Nurses are not bound by the Hippocratic oath that doctors take: “First, do no harm.” They instead take the Florence Nightingale oath: “I solemnly pledge myself before God and in the presence of this assembly, to pass my life in purity and to practice my profession faithfully. I will abstain from whatever is deleterious and mischievous, and will not take or knowingly administer any harmful drug. I will do all in my power to maintain and elevate the standard of my profession, and will hold in confidence all personal matters committed to my keeping and all family affairs coming to my knowledge in the practice of my calling. With loyalty will I endeavor to aid the physician in his work, and devote myself to the welfare of those committed to my care.”
New Hampshire has taken the position that “devoting myself to the welfare of those committed to my care” simply means being present, rather than doing everything possible to prevent more COVID deaths and “doing no harm.”
Everyone’s personal healthcare decisions are private decisions, and fears of possible side effects are valid reasons to reject a vaccine — as are religious beliefs — but those who make that choice should be willing to step aside when those decisions could affect others’ lives.
That Omicron Variant
The new variant of the coronavirus, first discovered in Africa, is, in President Joe Biden’s words, “a cause for concern, not a cause for panic.” He said, “We have the best vaccine in the world, the best medicines, the best scientists.
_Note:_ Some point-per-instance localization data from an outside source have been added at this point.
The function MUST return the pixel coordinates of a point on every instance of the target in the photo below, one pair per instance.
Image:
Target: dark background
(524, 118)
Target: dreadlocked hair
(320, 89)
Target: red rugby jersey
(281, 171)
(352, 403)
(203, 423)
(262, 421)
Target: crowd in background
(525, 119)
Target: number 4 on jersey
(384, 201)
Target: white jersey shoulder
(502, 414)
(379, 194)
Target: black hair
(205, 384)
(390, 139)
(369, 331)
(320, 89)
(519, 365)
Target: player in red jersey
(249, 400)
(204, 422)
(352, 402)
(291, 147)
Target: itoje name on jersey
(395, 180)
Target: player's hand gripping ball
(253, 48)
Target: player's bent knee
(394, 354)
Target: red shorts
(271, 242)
And we’re learning more every single day.”
Biden emphasized that the best protection against the variants out there, including the new Omicron variant, is getting fully vaccinated and getting a booster shot.
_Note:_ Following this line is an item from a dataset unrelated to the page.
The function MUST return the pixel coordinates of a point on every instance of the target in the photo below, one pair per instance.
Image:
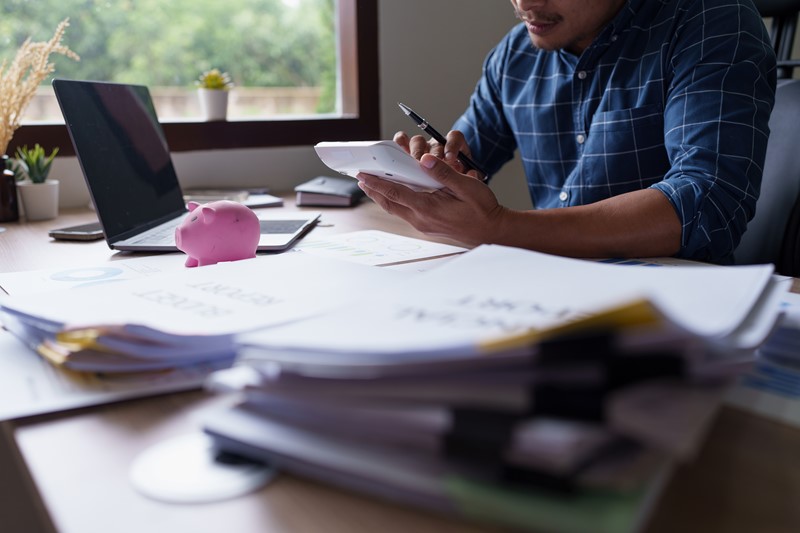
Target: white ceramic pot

“We do not yet believe that additional measures will be needed,” he said, “but so that we are prepared if needed, my team is already working with officials at Pfizer, Moderna, and Johnson & Johnson to develop contingency plans for vaccines or boosters if needed.”
Hunting Rifle Discharges Round
An elderly hunter was injured when his companion’s hunting rifle accidentally discharged on Nov. 27.
According to New Hampshire Fish and Game, 83-year-old Kenneth Simpson of Lyndeborough failed to remove all of the rounds in his .300 Remington Model 722 bolt-action hunting rifle following a day of hunting. One bullet remained in the chamber and, when he placed the weapon in the vehicle, the gun discharged, with the round going through the leg of 82-year-old Gary Ciardelli of Wilton, who was in the driver’s seat, and it continued through the driver’s side door.
The Wilton Ambulance Service treated Ciardelli’s injury, which was serious but not life-threatening, and took him to Southern New Hampshire Medical Center which later discharged him.